II. Appointment of Counsel
Civil litigants have no constitutional or statutory right to be represented by counsel in federal court. See McKeever v. Israel, 689 F.2d 1315 (7th Cir. 1982). District courts may, in their discretion, appoint counsel pursuant to 28 U.S.C. § 1915(d). See Maclin v. Freake, 650 F.2d 885 (7th Cir. 1981). In evaluating a litigant's request for counsel, there is a threshold requirement that the indigent make a reasonable effort to secure counsel before presenting a request for appointment. Jackson v. County of McLean, 953 F.2d 1070 (7th Cir. 1992).
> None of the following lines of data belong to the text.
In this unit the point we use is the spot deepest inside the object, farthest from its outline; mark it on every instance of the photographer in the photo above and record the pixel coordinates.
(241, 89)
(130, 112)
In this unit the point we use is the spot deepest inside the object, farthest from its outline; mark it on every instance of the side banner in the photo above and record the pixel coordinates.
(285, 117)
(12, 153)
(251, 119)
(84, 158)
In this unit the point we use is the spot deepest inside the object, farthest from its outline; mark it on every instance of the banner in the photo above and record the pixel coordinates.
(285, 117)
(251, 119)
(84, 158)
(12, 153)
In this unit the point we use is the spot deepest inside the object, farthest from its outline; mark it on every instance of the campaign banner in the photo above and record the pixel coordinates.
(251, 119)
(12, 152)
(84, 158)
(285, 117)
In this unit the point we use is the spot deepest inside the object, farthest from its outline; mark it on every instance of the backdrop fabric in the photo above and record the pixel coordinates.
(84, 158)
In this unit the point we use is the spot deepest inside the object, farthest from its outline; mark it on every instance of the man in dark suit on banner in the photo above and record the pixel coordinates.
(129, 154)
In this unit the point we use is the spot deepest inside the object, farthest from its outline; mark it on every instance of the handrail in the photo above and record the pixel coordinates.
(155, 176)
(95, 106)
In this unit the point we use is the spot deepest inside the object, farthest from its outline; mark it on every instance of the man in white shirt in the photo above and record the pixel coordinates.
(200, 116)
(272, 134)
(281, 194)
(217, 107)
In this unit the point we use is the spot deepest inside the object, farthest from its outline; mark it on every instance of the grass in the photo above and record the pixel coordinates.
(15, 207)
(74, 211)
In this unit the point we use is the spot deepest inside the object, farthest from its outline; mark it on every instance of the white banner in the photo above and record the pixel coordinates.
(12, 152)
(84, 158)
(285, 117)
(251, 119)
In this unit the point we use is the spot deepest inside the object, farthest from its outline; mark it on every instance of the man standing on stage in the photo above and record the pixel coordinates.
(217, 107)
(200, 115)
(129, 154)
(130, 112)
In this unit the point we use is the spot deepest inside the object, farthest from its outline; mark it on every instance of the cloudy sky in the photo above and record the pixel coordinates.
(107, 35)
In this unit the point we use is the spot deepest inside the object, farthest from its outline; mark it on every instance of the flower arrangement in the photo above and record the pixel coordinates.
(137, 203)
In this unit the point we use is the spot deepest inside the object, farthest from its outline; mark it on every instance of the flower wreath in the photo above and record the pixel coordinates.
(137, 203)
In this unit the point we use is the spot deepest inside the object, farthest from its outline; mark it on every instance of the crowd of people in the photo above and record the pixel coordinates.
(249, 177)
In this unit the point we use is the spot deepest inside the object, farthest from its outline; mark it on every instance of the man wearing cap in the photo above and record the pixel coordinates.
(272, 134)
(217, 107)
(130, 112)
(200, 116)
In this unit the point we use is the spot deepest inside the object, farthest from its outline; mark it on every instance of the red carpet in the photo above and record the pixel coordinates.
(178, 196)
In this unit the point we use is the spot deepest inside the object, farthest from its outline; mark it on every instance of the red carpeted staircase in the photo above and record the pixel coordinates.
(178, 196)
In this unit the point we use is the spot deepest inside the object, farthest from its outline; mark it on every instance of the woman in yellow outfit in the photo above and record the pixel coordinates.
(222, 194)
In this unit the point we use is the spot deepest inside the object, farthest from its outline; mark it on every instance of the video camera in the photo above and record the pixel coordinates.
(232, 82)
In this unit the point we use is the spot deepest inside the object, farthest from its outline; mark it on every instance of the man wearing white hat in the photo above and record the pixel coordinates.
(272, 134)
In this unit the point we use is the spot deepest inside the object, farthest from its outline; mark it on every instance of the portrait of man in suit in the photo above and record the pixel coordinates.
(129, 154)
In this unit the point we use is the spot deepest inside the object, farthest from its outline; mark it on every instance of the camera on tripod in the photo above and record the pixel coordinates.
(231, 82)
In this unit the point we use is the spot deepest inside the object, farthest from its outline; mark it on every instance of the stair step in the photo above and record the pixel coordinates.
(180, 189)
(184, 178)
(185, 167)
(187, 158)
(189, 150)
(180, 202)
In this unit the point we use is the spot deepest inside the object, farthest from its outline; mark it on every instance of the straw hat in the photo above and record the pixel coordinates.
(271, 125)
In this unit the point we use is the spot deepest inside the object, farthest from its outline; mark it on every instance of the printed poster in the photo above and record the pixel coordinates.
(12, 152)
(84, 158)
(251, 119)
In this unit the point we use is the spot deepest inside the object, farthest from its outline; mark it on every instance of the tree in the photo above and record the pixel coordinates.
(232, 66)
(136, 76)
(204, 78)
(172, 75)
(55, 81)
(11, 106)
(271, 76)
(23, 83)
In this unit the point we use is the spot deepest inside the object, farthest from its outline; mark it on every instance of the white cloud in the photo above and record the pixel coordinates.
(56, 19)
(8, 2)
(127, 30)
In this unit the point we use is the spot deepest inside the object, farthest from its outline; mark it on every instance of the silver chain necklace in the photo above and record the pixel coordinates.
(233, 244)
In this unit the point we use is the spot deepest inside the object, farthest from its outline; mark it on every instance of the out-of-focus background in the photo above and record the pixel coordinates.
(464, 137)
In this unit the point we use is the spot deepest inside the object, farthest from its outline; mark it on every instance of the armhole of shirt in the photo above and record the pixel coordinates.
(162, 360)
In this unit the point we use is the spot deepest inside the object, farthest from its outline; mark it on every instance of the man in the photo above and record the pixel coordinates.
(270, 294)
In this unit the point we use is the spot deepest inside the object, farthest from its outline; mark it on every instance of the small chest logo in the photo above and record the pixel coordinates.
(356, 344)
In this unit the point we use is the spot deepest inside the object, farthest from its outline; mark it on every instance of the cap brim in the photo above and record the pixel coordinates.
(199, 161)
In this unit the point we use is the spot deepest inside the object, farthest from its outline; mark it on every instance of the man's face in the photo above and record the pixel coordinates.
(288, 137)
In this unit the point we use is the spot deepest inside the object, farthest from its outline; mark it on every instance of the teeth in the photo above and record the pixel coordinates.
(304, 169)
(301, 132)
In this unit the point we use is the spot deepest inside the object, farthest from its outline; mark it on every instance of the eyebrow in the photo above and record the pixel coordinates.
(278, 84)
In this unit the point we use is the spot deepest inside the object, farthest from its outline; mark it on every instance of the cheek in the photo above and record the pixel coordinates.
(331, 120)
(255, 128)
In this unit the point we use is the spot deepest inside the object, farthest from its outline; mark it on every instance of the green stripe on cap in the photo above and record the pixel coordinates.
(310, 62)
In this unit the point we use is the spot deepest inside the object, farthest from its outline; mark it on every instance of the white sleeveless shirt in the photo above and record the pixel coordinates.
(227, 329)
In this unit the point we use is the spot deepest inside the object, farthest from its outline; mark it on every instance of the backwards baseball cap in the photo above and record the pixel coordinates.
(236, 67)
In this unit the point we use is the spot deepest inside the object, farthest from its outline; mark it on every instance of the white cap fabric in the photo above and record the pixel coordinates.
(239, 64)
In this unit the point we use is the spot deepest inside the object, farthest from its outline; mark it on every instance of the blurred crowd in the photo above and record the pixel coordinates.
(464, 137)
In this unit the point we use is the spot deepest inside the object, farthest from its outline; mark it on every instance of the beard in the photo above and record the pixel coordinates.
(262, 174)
Previous cases have held that our next step is to weigh the following five factors: (1) the merits of the indigent's claim for relief, (2) the ability of the indigent plaintiff to investigate facts without the aid of counsel, (3) whether the nature of the evidence suggests that the truth will more likely be revealed where both sides are represented, (4) the capability of the indigent to present the case, and (5) the complexity of the legal issues surrounding the case. See Maclin, 650 F.2d at 887-88. However, the Seventh Circuit has expressed displeasure at this multi-factor approach, and has phrased the issue in terms of a single question: Given the difficulty of the case, does the plaintiff appear competent to try the case himself, and if not, would appointment of counsel make any difference to the outcome? See Farmer v. Haas, 990 F.2d 319, 322 (7th Cir. 1993).
Because plaintiff's complaint does not state a claim upon which relief can be granted, the appointment of counsel at this time would not aid her cause. At this stage of the proceedings, we cannot say that plaintiff has shown a potentially meritorious claim. For this reason, plaintiff's motion for appointment of counsel is denied without prejudice.
CONCLUSION
For the reasons stated above, we deny plaintiff's application to proceed in forma pauperis and motion for appointment of counsel. We also dismiss plaintiff's complaint without prejudice and give her leave to file an amended complaint by March 27, 2002. If an amended complaint is not filed by March 27, 2002, the dismissal will be with prejudice.